Here's a good REC for bridal or baby showers==> CHICKEN RICE SALAD W/ ARTICHOKES

wigs

Well-known member
CHICKEN RICE SALAD WITH ARTICHOKES (from Jr League Cookbook CONNECTIONS of Rockford, IL)

Makes 6 servings

1/2 cup sliced cooked artichoke hearts

1 cup chopped celery

1/2 cup chopped green bell pepper

1/2 cup zesty Italian salad dressing

1 (6-ounce) package long grain and wild rice mix

2 whole chicken breasts, cooked and chopped

1/2 cup mayonnaise

8 ounces mushrooms, sliced

Lettuce leaves

Combine the artichoke hearts, celery, green pepper, and salad dressing in a bowl; mix well. Marinate covered in the refrigerator overnight.

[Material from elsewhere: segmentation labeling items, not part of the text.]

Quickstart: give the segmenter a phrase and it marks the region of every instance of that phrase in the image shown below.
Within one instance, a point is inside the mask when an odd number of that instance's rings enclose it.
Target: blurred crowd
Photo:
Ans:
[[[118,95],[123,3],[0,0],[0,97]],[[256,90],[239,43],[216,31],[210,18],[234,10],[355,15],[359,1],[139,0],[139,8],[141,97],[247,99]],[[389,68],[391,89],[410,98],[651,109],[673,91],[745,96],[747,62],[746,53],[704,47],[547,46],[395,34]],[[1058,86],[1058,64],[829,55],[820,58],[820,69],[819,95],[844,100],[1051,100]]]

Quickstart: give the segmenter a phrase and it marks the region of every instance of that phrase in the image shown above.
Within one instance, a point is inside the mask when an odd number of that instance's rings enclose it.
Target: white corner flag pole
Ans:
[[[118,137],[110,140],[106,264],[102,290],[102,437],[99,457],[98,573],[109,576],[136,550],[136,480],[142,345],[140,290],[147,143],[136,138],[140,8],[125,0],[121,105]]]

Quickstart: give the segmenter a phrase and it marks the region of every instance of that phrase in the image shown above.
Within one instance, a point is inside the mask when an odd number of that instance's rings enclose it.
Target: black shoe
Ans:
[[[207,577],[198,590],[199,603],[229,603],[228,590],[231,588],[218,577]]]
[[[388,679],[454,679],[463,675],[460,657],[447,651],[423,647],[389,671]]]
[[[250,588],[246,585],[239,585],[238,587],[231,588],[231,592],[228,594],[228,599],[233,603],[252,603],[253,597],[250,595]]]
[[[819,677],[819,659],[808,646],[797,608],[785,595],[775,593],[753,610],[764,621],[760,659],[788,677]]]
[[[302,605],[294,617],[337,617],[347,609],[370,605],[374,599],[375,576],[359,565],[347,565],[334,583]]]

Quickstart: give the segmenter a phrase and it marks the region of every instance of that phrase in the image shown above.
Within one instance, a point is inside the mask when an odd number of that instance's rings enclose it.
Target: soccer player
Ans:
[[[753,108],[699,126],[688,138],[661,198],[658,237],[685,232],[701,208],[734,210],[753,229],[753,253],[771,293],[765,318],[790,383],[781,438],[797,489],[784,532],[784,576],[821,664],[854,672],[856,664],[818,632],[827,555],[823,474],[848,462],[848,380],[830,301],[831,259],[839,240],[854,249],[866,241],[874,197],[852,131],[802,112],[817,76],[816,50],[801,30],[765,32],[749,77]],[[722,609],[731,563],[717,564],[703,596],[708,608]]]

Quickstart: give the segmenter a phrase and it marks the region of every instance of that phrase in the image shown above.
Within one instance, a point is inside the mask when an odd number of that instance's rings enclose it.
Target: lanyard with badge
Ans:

Cook the rice according to the package directions, reducing the amount of water called for by 1/2 cup. Cool. Combine the rice with the chicken and mayonnaise in a bowl; add the mushrooms and the marinated vegetable mixture. Fold together with large rubber scraper until well mixed. Chill until serving time. Serve the chicken salad on lettuce-lined plates.

Caryn Wiggins

 
Used to make something much like this many years ago....verrry tasty. Another way I liked

to serve it was in large pasta shells. Attractive, tasty, and easy to pick up from a buffet setting.

Thanks, Caryn, for reminding me of this.